Cet ancien cadre-dirigeant du groupe Bolloré s’en félicite d’autant plus que, jusqu’à présent, les efforts français pour reconquérir l’Afrique ne lui ont pas paru à la hauteur des enjeux, ce qu’il a largement expliqué dans une tribune publiée en juin dans Le Monde, juste après les élections, et titrée : Les investisseurs français en Afrique attendent d’Emmanuel Macron un vrai « virage africain ». Partisan d’une sorte de « grande coalition » pour accélérer sur le continent, il donne volontiers en exemple le Maroc, pays qui « montre une volonté politique extraordinaire d’aller en Afrique, et qui y va groupé », derrière le Roi.
Il y a eu des progrès, mais la France en est encore loin. D’autant plus qu’elle semble avoir du mal à pleinement exploiter les atouts légués par son histoire, avec les nombreux liens et réseaux, politiques, culturels, économiques, qui existent d’ores et déjà. « Paris doit devenir un véritable hub pour les grands investisseurs qui souhaitent aller en Afrique », explique encore Étienne Giros, citant en exemple la Chine, dont il reçoit régulièrement des délégations en quête de solutions et d’appuis français pour aller sur le continent.
Le grand dessein africain d’Emmanuel Macron se fait attendre
Pour l’heure, le grand dessein africain d’Emmanuel Macron se fait attendre côté français, avec un discours présidentiel délivré aux ambassadeurs sur l’Afrique marqué par les préoccupations migratoires et sécuritaires. « Nos entreprises, nos étudiants, nos chercheurs, nos artistes doivent s’y intéresser », avait certes exhorté le président français, confirmant au passage qu’il se rendrait « prochainement à Ouagadougou » et précisant que la stratégie à mettre en œuvre consiste « à créer un axe intégré entre l’Afrique, la Méditerranée et l’Europe ». Mais c’est encore peu pour redonner un élan après le changement de pouvoir, alors que beaucoup d’observateurs s’interrogent sur l’avenir de certaines initiatives lancées sous le prédécesseur d’Emmanuel Macron, à l’instar de l’association AfricaFrance.

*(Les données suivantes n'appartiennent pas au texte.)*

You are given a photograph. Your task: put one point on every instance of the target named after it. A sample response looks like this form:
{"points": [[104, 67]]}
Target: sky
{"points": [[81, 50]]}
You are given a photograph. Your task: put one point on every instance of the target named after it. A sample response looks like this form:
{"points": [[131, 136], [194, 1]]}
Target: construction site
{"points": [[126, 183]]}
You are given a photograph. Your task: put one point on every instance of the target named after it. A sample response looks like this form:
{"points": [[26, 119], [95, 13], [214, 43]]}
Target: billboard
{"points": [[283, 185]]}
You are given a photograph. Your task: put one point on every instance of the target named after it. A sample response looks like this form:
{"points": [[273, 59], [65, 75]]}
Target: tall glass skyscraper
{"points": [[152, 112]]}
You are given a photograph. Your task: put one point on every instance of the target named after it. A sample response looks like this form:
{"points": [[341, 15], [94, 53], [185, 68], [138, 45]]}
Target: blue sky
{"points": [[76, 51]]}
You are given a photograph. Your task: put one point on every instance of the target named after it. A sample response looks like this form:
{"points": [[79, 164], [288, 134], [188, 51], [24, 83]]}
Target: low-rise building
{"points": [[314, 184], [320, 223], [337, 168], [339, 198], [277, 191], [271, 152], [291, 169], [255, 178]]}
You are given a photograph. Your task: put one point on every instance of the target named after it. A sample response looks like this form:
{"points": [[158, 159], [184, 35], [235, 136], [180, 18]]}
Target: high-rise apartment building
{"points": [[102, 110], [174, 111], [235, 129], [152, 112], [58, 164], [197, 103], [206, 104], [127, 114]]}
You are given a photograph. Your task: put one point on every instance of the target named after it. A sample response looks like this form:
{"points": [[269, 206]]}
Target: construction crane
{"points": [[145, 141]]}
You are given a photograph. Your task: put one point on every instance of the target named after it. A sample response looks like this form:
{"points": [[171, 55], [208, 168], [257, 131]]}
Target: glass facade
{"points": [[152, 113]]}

L’inspiration viendra-t-elle du tout nouveau Conseil présidentiel pour l’Afrique annoncé le 29 août et composé de onze membres plutôt jeunes, issus de divers horizons des sociétés civiles africaines et françaises, femmes et hommes ?
Si de bons connaisseurs de l’écosystème franco-africain estime qu’il s’agit assez largement « d’une opération de communication », dans la mesure où les membres de cette structure seront amenés à consulter régulièrement les sources d’expertises existantes sur l’Afrique, les mêmes saluent, toutefois, le côté nouveau de l’initiative, avec cette volonté de bousculer les cercles économiques et institutionnels franco-africains établis et de faire monter des visions neuves des relations franco-africaines. Pour sa part, Étienne Giros attend de voir : « Je ne suis pas contre, surtout s’ils adoubent nos messages », déclare-t-il non sans un brin d’humour.
Au-delà, il faudra toutefois que le nouveau président français, qui bénéficie pour le moment d’un indéniable mouvement de sympathie dans les milieux d’affaires par la dynamique de changement qu’il a enclenchée, clarifie ses ambitions africaines. « Nous sommes en attente, mais nous sommes en confiance », résume Étienne Giros. « Le moment est important et tous les acteurs ne doivent pas le rater ».